О заседании Костромской городской думы  26 октября известно лишь по отчёту о другом заседании, состоявшегося 9 ноября, в котором упоминается,  что 26 октября сложили с себя полномочия городской голова (меньшевик Воробьёв) и члены управы – все большевики. [1] Документов, содержащих более подробные сведения об этом заседании, не сохранилось. Несмотря на значительное влияние фракции РСДРП/б/, предложение гласного-большевика Растопчина об объединении всех «для борьбы  за закрепление новой власти» не было поддержано. Общее собрание Костромской думы принимает резолюцию, выдвинутую эсерами и меньшевиками, о создании революционного фронта  всех демократических организаций против большевистского, контрреволюционного. На экстренном заседании Ярославской городской думы 26 октября была принята резолюция социалистов, призывавшая «все революционные и общественные организации, всех граждан в этот грозный час духовно сплотиться вокруг неё для защиты Революции и идеи народовластия».[2]Для реализации поставленной задачи и создания городского «Комитета спасения Родины и революции» при городской управе 27 октября состоялось совещание с участием представителей от земства, советов рабочих и солдатских депутатов, центрального комитета профсоюзов, губернского комиссара, начальников гарнизона и милиции. Однако данное совещание оказалось нерезультативным, так как не смогло выработать ни структуры, ни задач, ни принципов действия создаваемого органа.[3] Всё же, 30 октября думская комиссия по обеспечению общественной безопасности в городе совместно с членами совещания представителей общественных организаций приняла решение об образовании городского «Комитета спасения Родины и Революции».[4] В тот же день состоялось его первое заседание, закончившееся выпуском ещё одной резолюции, призывающей к саботажу требований большевиков. В последующие дни роль центра антибольшевистской  борьбы перешла к земству.[5]

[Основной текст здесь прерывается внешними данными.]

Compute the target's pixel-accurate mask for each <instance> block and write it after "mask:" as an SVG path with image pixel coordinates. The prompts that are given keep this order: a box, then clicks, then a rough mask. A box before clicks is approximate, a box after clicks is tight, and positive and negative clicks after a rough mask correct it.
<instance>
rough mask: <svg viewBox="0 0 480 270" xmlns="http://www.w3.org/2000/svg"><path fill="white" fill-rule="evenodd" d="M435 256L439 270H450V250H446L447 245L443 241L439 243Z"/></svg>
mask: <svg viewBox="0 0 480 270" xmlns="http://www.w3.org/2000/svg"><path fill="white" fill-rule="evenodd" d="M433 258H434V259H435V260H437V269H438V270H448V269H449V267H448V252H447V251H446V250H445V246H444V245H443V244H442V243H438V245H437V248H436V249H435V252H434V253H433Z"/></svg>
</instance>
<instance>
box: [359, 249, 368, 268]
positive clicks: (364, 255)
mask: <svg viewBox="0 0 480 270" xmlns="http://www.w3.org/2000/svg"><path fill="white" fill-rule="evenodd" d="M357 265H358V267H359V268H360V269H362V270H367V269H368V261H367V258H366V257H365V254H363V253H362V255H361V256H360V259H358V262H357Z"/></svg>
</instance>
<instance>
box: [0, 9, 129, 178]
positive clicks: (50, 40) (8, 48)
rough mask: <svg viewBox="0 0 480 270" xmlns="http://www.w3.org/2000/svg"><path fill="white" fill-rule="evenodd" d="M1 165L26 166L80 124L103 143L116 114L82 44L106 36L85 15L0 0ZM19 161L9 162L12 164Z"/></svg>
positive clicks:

Реакция дум уездных городов обеих  губерний на события в стране после 25 октября 1917 года не отличалась разнообразием. Анализ документов показывает, что ни одна из них не поддержала  восстание, в категоричных формах выступая  против «захвата власти так называемыми большевиками» (Пошехонская дума, Ярославская губерния)[6]и выражая «свой протест кучке безответственных людей,… ведущих родину к гибели…» (Угличская городская дума, Ярославская губерния).[7] Первоначально большинство из уездных муниципалитетов заняли активную антибольшевистскую позицию, выступая инициаторами создания комитетов, аналогичных Ярославскому «Комитету спасения Родины и Революции», но носящих разные названия. Например, Пошехонская дума организовала «Комитет борьбы с анархией», Даниловская – «Комитет охраны Государственной безопасности и порядка» и т. п.[8]   

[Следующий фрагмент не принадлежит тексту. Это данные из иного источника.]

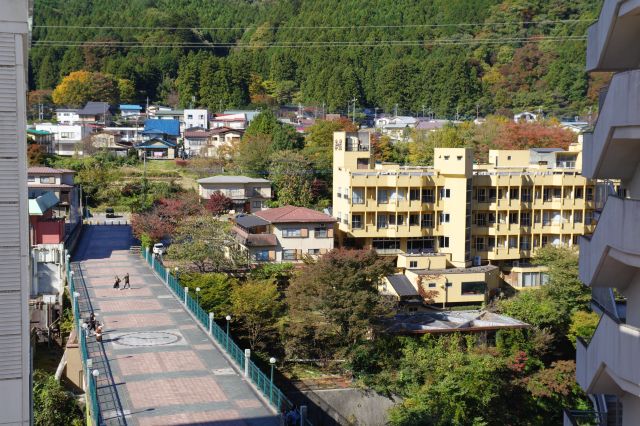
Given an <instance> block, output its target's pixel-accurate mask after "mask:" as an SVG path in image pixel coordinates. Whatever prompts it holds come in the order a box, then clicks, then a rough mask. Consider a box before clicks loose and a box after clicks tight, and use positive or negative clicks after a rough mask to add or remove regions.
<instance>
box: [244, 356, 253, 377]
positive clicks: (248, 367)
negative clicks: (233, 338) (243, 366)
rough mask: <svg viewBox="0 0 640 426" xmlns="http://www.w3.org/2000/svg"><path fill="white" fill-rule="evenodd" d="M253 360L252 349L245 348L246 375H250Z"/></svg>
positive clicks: (244, 369)
mask: <svg viewBox="0 0 640 426" xmlns="http://www.w3.org/2000/svg"><path fill="white" fill-rule="evenodd" d="M250 361H251V349H245V350H244V377H249V362H250Z"/></svg>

Однако не все муниципалитеты уездных городов приняли решение о борьбе с большевиками. Рыбинское и Ростовское общественные самоуправления  изначально заняли позицию нейтралитета по отношению к новой власти. Более того, они направили своих представителей и в военно-революционные комитеты и в губернский «Комитет спасения Родины и Революции». Как объяснил  на общем собрании «Комитета спасения Родины и Революции» член Ростовской городской управы Жаров, такое компромиссное решение было вызвано «стремлением избежать кровопролития».[9] Представитель рыбинского самоуправления Галкин мотивировал участие муниципалитета в военно-революционном комитете  тем, что «…оно не сочло возможным  встать в резкую оппозицию к большевикам, ибо  в таком случае они начали бы действовать штыками».[10] Иными словами, в Рыбинске гласные также пытались «избежать кровопролития».

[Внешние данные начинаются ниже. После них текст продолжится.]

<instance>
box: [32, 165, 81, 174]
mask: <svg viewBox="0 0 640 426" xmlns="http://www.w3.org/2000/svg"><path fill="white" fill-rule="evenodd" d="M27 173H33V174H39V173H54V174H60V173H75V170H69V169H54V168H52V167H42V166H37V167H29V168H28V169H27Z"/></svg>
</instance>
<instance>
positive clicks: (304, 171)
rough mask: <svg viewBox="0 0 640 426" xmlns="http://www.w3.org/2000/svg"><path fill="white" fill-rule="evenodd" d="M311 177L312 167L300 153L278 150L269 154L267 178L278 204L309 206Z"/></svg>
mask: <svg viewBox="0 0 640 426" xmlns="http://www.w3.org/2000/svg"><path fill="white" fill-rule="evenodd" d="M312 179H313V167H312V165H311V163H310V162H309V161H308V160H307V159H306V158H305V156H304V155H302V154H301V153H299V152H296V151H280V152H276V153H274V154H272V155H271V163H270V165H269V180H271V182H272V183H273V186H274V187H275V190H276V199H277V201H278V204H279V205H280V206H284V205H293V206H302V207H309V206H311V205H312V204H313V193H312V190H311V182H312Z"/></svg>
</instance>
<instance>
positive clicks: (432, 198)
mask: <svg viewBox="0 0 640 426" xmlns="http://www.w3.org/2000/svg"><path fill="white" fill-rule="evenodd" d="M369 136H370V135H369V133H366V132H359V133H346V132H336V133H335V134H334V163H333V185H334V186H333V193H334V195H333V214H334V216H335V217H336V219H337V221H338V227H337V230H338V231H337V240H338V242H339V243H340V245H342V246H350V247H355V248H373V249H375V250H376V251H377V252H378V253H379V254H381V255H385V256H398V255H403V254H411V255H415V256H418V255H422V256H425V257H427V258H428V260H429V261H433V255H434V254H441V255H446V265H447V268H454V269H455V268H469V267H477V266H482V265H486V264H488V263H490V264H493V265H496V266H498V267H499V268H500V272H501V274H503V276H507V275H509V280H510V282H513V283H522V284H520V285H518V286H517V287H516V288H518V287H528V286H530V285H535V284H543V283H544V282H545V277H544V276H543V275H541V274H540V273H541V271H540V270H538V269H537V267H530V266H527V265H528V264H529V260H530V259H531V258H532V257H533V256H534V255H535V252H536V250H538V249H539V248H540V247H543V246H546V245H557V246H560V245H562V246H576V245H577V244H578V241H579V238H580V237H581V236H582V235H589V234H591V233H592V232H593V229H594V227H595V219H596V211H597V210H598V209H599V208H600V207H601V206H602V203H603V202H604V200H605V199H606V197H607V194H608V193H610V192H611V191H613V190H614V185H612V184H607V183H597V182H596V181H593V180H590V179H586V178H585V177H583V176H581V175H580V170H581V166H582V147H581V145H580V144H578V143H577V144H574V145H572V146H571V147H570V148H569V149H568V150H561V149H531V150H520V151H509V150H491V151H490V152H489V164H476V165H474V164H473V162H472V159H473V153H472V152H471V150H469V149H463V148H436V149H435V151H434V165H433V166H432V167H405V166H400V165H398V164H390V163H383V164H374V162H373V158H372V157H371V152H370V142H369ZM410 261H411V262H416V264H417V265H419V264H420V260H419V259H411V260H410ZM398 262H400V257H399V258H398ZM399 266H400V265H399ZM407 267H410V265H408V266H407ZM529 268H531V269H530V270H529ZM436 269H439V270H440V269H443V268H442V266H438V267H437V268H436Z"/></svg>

Ещё более осторожно действовали Романово-Борисоглебская городская дума. Экстренных заседаний  в связи с полученными сообщениями гласные не проводили. Собравшись на очередное заседание 11 ноября, они без каких-либо политических оценок и прений избрали своего представителя, гласного Трофимова, в Комиссию по охране общественной безопасности при губернском земстве.[11] После этого собрание приступило к рассмотрению неотложных вопросов по городскому  хозяйству.[12]  Однако, согласно телеграмме, полученной Ярославской Губернской Земской Управой, «избранное Думою в комитет спасения гибнущей родины лицо отказалось  вступить туда. Другой кандидатуры Управа подобрать до сей поры не может».[13]

Объяснение позиции нейтралитета названных городских дум видимо в том, что в Рыбинске и Ростове было расквартировано соответственно 12 тысяч и 5 тысяч солдат, которые в большинстве своём поддерживали РСДРП/б/.[14] Органы городского самоуправления не имели ни авторитета, ни силовых структур, способных противостоять вооруженным солдатам. А именно солдаты  являлись осенью 1917 года основными инициаторами погромов винных складов, грабежей магазинов и лавок, обысков квартир. Открытая оппозиция большевикам, которые имели влияние на солдатские массы и могли предотвратить беспорядки (что и произошло в Ростове и Рыбинске)  означала не только угрозу городу в целом, но и лично гласным.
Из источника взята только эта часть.